Rwanda will soon be part of a connected African market with Nigeria ready to start selling their agricultural produce through the Rwanda East African Exchange (EAX).
Jendayi Fraser, the exchange’s board chair who was speaking during the visit of Akinwumi Adesina, Nigerian minister for agriculture and rural development to EAX Kigali City Tower offices yesterday, said there will be time when Nigerian produces will be sold in the East African Exchange.
EAX Rwanda is the first part of a regional exchange that was launched in January last year intended to facilitate farmers to sell agricultural products directly to the market without a middle man.
It is a subsidiary of Lagos-based Africa Exchange Holdings Ltd (AFEX), which seeks to develop a network of commodity exchanges across Africa to transform trade and improve rural dwellers’ incomes.
“Most African countries need the intra-African trade to have their competitiveness globally and attain their economies of scale,” she said.

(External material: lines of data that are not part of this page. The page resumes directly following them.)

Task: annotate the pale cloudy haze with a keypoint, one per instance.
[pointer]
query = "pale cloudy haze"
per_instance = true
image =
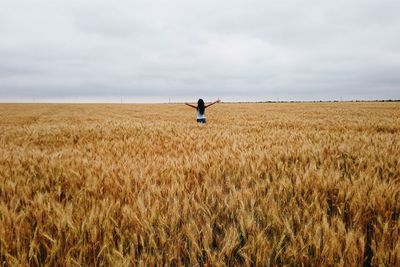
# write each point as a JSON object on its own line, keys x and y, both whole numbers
{"x": 154, "y": 51}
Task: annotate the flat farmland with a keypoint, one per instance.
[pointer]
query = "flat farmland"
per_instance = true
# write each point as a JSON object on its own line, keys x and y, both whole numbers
{"x": 142, "y": 184}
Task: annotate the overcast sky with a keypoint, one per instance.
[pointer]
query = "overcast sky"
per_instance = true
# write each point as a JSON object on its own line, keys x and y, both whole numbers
{"x": 181, "y": 50}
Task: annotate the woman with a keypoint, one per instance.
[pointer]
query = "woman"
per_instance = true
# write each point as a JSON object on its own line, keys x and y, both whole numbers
{"x": 200, "y": 108}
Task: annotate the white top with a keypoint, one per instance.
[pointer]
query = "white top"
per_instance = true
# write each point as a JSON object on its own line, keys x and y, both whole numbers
{"x": 200, "y": 116}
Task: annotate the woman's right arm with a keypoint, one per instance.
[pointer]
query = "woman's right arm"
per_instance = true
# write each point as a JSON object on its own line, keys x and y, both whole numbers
{"x": 190, "y": 105}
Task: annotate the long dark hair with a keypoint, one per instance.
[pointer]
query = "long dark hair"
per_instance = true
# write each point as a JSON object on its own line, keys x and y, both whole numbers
{"x": 200, "y": 106}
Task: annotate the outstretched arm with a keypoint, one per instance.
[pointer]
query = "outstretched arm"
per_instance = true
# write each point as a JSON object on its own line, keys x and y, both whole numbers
{"x": 190, "y": 105}
{"x": 212, "y": 103}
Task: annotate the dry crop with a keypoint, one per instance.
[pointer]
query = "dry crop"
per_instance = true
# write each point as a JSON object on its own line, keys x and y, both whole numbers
{"x": 261, "y": 184}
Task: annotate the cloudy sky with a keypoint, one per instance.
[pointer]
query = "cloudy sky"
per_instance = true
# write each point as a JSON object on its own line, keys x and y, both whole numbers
{"x": 156, "y": 50}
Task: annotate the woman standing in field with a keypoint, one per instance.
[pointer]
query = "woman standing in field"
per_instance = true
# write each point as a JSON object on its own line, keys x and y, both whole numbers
{"x": 200, "y": 109}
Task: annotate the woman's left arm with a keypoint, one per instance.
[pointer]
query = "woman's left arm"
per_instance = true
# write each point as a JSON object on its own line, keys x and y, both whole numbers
{"x": 212, "y": 103}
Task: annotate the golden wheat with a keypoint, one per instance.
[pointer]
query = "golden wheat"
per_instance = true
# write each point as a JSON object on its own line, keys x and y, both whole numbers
{"x": 260, "y": 184}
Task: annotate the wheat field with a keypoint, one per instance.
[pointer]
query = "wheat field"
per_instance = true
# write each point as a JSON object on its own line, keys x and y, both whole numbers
{"x": 274, "y": 184}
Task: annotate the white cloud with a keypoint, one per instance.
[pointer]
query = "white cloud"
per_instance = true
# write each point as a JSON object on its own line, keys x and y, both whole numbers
{"x": 231, "y": 49}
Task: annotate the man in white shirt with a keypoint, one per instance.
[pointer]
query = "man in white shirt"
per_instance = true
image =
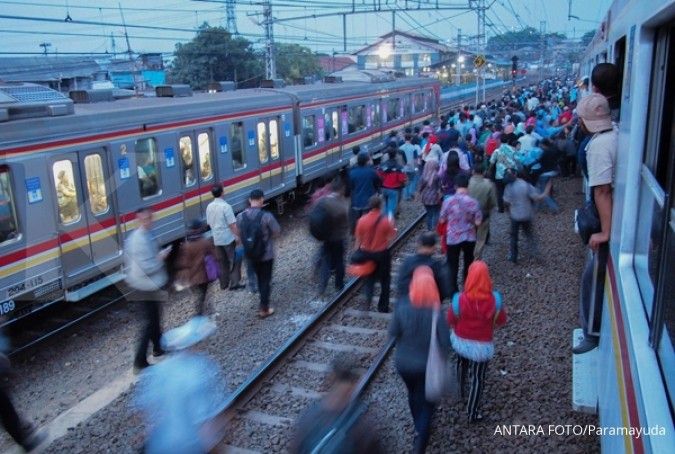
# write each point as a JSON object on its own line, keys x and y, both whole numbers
{"x": 146, "y": 274}
{"x": 220, "y": 217}
{"x": 601, "y": 150}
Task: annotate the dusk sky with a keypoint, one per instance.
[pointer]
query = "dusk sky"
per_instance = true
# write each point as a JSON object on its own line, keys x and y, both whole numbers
{"x": 177, "y": 19}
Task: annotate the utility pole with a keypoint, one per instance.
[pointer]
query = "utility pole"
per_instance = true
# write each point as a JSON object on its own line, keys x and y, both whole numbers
{"x": 270, "y": 59}
{"x": 45, "y": 46}
{"x": 459, "y": 56}
{"x": 231, "y": 17}
{"x": 542, "y": 46}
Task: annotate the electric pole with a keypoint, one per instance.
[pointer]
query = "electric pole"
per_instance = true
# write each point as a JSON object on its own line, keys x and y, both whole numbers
{"x": 231, "y": 17}
{"x": 270, "y": 62}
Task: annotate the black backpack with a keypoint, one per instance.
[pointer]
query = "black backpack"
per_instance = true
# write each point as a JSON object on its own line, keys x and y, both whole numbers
{"x": 252, "y": 237}
{"x": 319, "y": 222}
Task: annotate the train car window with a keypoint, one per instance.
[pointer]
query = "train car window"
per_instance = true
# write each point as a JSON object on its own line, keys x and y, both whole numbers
{"x": 236, "y": 145}
{"x": 9, "y": 225}
{"x": 262, "y": 142}
{"x": 187, "y": 156}
{"x": 357, "y": 118}
{"x": 274, "y": 139}
{"x": 93, "y": 171}
{"x": 66, "y": 192}
{"x": 204, "y": 146}
{"x": 309, "y": 131}
{"x": 147, "y": 167}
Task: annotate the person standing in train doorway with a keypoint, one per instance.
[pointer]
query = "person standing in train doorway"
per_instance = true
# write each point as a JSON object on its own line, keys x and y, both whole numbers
{"x": 146, "y": 274}
{"x": 595, "y": 118}
{"x": 258, "y": 229}
{"x": 223, "y": 224}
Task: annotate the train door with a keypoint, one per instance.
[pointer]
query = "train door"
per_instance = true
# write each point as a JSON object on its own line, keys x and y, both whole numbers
{"x": 269, "y": 154}
{"x": 190, "y": 181}
{"x": 88, "y": 232}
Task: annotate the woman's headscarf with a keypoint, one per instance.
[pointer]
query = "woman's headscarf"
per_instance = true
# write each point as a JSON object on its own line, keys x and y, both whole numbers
{"x": 423, "y": 291}
{"x": 478, "y": 284}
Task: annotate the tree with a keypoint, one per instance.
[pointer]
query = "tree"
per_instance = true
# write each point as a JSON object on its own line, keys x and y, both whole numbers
{"x": 295, "y": 62}
{"x": 587, "y": 37}
{"x": 214, "y": 55}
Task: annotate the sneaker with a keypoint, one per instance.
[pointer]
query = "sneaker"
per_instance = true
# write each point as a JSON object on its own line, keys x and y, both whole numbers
{"x": 265, "y": 314}
{"x": 586, "y": 345}
{"x": 33, "y": 439}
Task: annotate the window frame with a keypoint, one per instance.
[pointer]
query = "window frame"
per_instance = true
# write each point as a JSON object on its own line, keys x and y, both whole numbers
{"x": 78, "y": 195}
{"x": 101, "y": 168}
{"x": 6, "y": 169}
{"x": 157, "y": 165}
{"x": 242, "y": 144}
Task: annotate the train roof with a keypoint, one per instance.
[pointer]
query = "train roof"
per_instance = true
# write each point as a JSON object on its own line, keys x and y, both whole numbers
{"x": 147, "y": 111}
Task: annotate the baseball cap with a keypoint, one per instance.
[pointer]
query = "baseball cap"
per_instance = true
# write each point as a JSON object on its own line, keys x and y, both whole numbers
{"x": 594, "y": 111}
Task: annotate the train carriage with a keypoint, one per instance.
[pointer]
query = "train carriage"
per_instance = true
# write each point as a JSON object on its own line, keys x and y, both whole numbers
{"x": 72, "y": 179}
{"x": 634, "y": 367}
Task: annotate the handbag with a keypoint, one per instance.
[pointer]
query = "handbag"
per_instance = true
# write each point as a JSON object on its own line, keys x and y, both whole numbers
{"x": 587, "y": 221}
{"x": 436, "y": 382}
{"x": 211, "y": 267}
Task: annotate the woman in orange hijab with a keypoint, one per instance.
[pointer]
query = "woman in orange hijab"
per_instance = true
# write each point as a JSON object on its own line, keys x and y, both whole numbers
{"x": 411, "y": 329}
{"x": 473, "y": 316}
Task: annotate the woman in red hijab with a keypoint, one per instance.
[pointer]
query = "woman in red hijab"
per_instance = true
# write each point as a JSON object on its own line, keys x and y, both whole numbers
{"x": 473, "y": 317}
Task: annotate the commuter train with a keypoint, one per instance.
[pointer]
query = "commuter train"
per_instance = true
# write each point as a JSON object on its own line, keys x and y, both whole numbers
{"x": 72, "y": 177}
{"x": 634, "y": 367}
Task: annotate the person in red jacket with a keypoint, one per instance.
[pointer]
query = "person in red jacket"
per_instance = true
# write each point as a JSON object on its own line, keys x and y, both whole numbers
{"x": 473, "y": 317}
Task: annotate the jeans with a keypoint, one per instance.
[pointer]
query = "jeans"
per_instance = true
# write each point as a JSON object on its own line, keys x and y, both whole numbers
{"x": 263, "y": 274}
{"x": 477, "y": 369}
{"x": 390, "y": 201}
{"x": 422, "y": 410}
{"x": 152, "y": 332}
{"x": 500, "y": 194}
{"x": 466, "y": 248}
{"x": 383, "y": 274}
{"x": 230, "y": 268}
{"x": 411, "y": 187}
{"x": 529, "y": 234}
{"x": 541, "y": 185}
{"x": 593, "y": 291}
{"x": 10, "y": 419}
{"x": 433, "y": 212}
{"x": 333, "y": 258}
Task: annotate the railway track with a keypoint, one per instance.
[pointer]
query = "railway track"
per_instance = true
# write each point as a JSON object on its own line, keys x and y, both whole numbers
{"x": 260, "y": 413}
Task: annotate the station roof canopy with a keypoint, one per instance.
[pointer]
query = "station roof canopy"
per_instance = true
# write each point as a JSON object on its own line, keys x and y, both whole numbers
{"x": 48, "y": 68}
{"x": 405, "y": 43}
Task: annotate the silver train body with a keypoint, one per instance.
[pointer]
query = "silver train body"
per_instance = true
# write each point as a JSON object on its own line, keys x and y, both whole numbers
{"x": 70, "y": 184}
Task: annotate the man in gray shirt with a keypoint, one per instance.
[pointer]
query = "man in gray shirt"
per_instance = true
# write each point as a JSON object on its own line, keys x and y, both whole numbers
{"x": 520, "y": 195}
{"x": 146, "y": 274}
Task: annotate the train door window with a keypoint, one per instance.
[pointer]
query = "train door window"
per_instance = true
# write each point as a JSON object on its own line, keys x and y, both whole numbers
{"x": 236, "y": 145}
{"x": 66, "y": 192}
{"x": 309, "y": 131}
{"x": 274, "y": 139}
{"x": 147, "y": 167}
{"x": 657, "y": 171}
{"x": 9, "y": 226}
{"x": 263, "y": 154}
{"x": 93, "y": 171}
{"x": 204, "y": 147}
{"x": 187, "y": 158}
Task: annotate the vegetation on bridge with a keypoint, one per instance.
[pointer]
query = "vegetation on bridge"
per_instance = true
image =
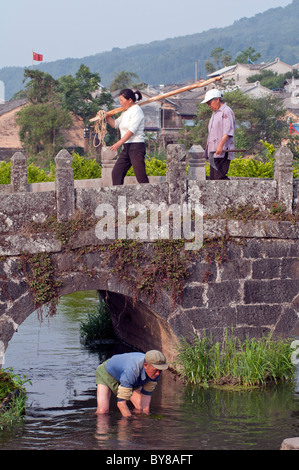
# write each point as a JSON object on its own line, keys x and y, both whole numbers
{"x": 251, "y": 363}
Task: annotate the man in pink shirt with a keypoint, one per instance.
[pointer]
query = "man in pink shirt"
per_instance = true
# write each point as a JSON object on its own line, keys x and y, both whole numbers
{"x": 221, "y": 134}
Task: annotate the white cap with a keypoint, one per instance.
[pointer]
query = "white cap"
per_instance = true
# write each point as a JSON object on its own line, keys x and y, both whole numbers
{"x": 214, "y": 93}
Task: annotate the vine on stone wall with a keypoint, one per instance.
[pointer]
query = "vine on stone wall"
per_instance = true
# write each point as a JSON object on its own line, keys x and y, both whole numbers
{"x": 39, "y": 271}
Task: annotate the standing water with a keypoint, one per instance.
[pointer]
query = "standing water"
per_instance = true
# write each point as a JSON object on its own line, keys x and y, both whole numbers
{"x": 61, "y": 402}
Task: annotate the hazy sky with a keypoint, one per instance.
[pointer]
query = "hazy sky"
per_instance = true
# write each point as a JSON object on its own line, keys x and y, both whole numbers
{"x": 59, "y": 29}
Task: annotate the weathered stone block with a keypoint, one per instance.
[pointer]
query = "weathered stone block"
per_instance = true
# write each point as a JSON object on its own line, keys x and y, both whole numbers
{"x": 271, "y": 291}
{"x": 266, "y": 268}
{"x": 223, "y": 294}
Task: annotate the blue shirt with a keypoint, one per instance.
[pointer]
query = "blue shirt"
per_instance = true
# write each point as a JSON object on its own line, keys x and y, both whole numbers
{"x": 128, "y": 369}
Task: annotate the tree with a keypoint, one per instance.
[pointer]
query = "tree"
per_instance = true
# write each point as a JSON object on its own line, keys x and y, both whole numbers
{"x": 247, "y": 55}
{"x": 220, "y": 58}
{"x": 123, "y": 80}
{"x": 41, "y": 87}
{"x": 43, "y": 119}
{"x": 256, "y": 120}
{"x": 77, "y": 93}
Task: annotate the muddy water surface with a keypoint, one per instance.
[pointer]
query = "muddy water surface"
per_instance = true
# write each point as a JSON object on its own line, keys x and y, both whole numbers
{"x": 62, "y": 399}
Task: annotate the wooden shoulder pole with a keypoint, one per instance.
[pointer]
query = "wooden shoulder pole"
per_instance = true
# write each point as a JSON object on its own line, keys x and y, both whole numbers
{"x": 200, "y": 84}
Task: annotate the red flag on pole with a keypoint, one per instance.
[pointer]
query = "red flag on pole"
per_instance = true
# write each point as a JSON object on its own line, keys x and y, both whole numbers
{"x": 37, "y": 57}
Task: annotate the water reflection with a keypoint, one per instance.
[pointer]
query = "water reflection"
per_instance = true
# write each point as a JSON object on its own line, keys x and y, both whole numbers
{"x": 62, "y": 399}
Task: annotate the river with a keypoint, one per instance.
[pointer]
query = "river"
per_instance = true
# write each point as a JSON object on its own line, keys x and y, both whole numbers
{"x": 61, "y": 404}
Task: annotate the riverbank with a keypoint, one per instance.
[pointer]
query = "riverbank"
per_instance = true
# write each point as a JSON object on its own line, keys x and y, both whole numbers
{"x": 12, "y": 398}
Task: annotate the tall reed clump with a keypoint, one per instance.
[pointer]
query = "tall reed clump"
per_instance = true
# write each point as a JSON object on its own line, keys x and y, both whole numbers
{"x": 12, "y": 398}
{"x": 97, "y": 326}
{"x": 253, "y": 362}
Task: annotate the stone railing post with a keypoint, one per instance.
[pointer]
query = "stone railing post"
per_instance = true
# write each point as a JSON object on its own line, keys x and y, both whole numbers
{"x": 64, "y": 185}
{"x": 108, "y": 161}
{"x": 283, "y": 174}
{"x": 19, "y": 180}
{"x": 176, "y": 173}
{"x": 197, "y": 169}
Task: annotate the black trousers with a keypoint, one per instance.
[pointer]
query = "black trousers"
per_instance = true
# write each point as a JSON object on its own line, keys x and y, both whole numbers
{"x": 131, "y": 155}
{"x": 222, "y": 165}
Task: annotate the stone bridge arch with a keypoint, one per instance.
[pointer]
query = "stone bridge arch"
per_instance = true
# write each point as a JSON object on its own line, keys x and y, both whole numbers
{"x": 138, "y": 322}
{"x": 247, "y": 279}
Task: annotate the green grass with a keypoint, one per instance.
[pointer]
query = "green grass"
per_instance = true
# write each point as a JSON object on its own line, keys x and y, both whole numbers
{"x": 12, "y": 398}
{"x": 97, "y": 325}
{"x": 251, "y": 363}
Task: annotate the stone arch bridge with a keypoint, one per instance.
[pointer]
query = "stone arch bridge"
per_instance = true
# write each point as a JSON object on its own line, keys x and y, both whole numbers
{"x": 245, "y": 276}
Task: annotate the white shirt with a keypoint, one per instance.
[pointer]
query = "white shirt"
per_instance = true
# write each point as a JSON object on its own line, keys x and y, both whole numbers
{"x": 131, "y": 120}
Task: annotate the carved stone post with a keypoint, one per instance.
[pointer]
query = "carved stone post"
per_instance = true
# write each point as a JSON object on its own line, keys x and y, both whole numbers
{"x": 108, "y": 162}
{"x": 176, "y": 173}
{"x": 19, "y": 180}
{"x": 64, "y": 185}
{"x": 197, "y": 170}
{"x": 283, "y": 174}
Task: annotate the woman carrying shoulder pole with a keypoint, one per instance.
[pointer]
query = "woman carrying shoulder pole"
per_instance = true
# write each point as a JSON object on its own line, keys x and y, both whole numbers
{"x": 131, "y": 126}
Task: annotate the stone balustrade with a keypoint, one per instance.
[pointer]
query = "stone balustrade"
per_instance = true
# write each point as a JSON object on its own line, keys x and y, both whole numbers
{"x": 195, "y": 188}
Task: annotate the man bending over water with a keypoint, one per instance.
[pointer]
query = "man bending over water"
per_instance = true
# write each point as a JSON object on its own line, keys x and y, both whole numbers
{"x": 130, "y": 376}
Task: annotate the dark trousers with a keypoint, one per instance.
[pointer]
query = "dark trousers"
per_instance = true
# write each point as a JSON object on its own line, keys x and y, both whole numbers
{"x": 222, "y": 165}
{"x": 131, "y": 155}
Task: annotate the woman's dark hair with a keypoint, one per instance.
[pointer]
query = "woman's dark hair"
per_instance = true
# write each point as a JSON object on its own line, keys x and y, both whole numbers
{"x": 128, "y": 93}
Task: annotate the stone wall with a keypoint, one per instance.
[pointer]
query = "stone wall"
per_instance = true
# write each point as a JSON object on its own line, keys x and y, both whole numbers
{"x": 252, "y": 285}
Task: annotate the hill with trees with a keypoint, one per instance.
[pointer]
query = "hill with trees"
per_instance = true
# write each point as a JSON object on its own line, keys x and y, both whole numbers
{"x": 272, "y": 34}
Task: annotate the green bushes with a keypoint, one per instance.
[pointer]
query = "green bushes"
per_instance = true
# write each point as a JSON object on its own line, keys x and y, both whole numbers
{"x": 98, "y": 325}
{"x": 254, "y": 362}
{"x": 12, "y": 398}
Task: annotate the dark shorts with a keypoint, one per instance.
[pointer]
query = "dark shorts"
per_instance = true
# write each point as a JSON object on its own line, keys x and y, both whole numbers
{"x": 132, "y": 154}
{"x": 104, "y": 378}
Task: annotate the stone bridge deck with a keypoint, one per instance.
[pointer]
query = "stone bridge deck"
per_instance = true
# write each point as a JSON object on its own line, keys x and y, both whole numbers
{"x": 245, "y": 277}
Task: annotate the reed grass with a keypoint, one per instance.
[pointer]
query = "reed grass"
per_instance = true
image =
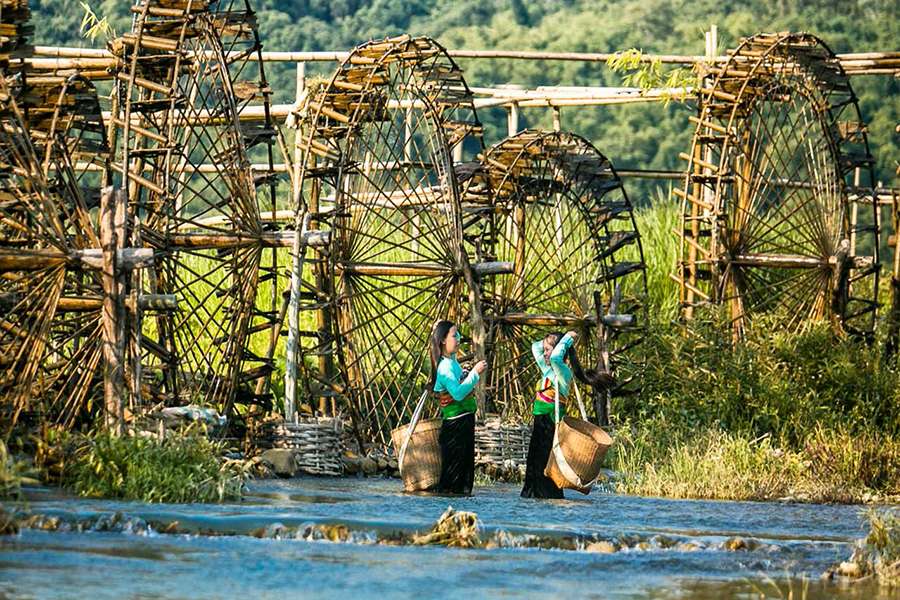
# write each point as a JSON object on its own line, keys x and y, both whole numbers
{"x": 180, "y": 468}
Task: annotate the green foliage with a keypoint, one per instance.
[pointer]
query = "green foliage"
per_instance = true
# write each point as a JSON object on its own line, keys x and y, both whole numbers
{"x": 711, "y": 464}
{"x": 642, "y": 136}
{"x": 647, "y": 74}
{"x": 773, "y": 383}
{"x": 13, "y": 474}
{"x": 184, "y": 468}
{"x": 93, "y": 26}
{"x": 879, "y": 553}
{"x": 656, "y": 459}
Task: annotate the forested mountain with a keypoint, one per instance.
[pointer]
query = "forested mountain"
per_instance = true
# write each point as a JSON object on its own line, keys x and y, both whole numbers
{"x": 643, "y": 136}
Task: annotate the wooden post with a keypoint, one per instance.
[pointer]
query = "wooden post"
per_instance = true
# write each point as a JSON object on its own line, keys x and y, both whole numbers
{"x": 512, "y": 119}
{"x": 854, "y": 213}
{"x": 893, "y": 340}
{"x": 298, "y": 134}
{"x": 112, "y": 237}
{"x": 293, "y": 341}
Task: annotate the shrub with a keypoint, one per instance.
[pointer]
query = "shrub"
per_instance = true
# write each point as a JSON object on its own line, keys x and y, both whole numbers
{"x": 184, "y": 468}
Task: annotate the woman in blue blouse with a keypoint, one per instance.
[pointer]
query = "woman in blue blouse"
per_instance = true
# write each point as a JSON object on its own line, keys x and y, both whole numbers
{"x": 550, "y": 354}
{"x": 454, "y": 390}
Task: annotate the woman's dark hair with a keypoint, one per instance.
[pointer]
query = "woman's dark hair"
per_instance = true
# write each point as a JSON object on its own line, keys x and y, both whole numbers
{"x": 590, "y": 377}
{"x": 438, "y": 334}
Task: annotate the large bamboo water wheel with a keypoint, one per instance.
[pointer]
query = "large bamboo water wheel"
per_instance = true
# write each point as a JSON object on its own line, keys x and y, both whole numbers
{"x": 379, "y": 173}
{"x": 186, "y": 72}
{"x": 769, "y": 225}
{"x": 51, "y": 285}
{"x": 561, "y": 216}
{"x": 33, "y": 259}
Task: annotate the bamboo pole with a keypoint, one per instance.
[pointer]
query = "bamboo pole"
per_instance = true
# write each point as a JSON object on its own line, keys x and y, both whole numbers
{"x": 850, "y": 61}
{"x": 112, "y": 238}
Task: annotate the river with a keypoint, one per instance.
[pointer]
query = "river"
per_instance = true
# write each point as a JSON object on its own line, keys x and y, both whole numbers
{"x": 261, "y": 547}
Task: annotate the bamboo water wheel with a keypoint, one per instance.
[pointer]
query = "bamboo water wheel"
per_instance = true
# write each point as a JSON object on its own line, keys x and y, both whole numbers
{"x": 769, "y": 226}
{"x": 51, "y": 286}
{"x": 379, "y": 173}
{"x": 561, "y": 215}
{"x": 33, "y": 259}
{"x": 186, "y": 72}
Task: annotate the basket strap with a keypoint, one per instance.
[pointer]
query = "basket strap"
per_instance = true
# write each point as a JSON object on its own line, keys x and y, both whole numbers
{"x": 580, "y": 403}
{"x": 411, "y": 428}
{"x": 567, "y": 471}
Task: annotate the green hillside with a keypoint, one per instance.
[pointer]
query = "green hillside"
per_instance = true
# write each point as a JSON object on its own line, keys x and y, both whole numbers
{"x": 641, "y": 136}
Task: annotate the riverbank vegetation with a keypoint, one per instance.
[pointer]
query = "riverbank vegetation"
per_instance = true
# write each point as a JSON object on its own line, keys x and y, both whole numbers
{"x": 182, "y": 467}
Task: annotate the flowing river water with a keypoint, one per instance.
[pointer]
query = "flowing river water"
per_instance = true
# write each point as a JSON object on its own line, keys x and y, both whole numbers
{"x": 270, "y": 545}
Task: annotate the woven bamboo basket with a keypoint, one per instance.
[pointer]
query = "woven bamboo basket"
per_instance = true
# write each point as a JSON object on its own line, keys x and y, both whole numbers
{"x": 317, "y": 441}
{"x": 421, "y": 468}
{"x": 500, "y": 443}
{"x": 583, "y": 445}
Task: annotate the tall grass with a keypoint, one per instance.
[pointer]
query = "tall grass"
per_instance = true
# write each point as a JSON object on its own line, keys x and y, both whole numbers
{"x": 658, "y": 225}
{"x": 182, "y": 468}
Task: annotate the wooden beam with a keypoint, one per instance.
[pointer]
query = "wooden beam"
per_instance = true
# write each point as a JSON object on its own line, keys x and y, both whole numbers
{"x": 112, "y": 238}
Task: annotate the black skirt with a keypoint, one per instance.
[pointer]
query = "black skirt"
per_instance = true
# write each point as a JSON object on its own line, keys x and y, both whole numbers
{"x": 457, "y": 440}
{"x": 538, "y": 485}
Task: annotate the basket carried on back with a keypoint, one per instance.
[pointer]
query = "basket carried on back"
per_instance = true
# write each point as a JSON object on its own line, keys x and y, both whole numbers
{"x": 578, "y": 450}
{"x": 421, "y": 464}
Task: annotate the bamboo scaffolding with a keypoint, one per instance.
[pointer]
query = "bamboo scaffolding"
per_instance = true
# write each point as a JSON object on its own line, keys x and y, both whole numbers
{"x": 856, "y": 63}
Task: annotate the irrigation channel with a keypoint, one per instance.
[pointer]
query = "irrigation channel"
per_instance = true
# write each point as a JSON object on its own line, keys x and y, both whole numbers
{"x": 274, "y": 544}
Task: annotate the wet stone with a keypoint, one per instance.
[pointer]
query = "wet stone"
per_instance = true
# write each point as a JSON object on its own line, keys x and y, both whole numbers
{"x": 738, "y": 543}
{"x": 282, "y": 460}
{"x": 601, "y": 547}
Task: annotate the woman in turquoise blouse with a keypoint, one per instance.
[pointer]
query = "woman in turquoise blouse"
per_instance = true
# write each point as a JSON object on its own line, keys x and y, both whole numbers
{"x": 550, "y": 354}
{"x": 454, "y": 389}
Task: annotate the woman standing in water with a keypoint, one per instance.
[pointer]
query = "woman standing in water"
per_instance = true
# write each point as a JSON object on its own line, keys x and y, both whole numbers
{"x": 551, "y": 355}
{"x": 455, "y": 391}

Trading of commodities at the EAX is done in the same way that stocks and bonds are traded on a stock exchange, only that in this case, it requires warehousing of the commodities.
The EAX inspects and accredits warehouses where farmers can deliver goods in exchange for receipts which are then sold to buyers or used as collateral by the farmers to access credit from banks as the receipt is proof of ownership.
The Nigerian minister said the key issue was to have more warehouses under the exchanges’ management and having high volumes attained along the value supply chains.
“The whole idea is to have the farmers that are within the vicinity use the high capacity of the silos to store their produce from there and be able to trade it at their favourable times,” he said.
He said Nigeria had increased its rice production by 2.4 million metric tonnes last year, a significant percentage of the rice it imports last year and that they were looking at storing and trading some of the grains and other perishables through Rwandan warehouses.
“A rice contract can sell on our exchange because the advantage of the East Africa Exchange is that when you have the control of the quality of the produce, you could create a contract and that contract could enable the product to be sold and picked up from anywhere in the world,” explained Frazer.
Frazer also said that with the electronic trading platform they were using, they were not limited by space.
Paul Kukubo, the chief executive of the Exchange, said the new move would enable the establishment of new potential markets and reduce price fluctuations that come with the changing agricultural seasons.
Currently, the EAX is using Nasdaq trading platform to facilitate trading on commodities.
Figures from the exchange show that 50,000 metric tonnes of maize, beans, coffee, pyrethrum and tea have been traded since its opening.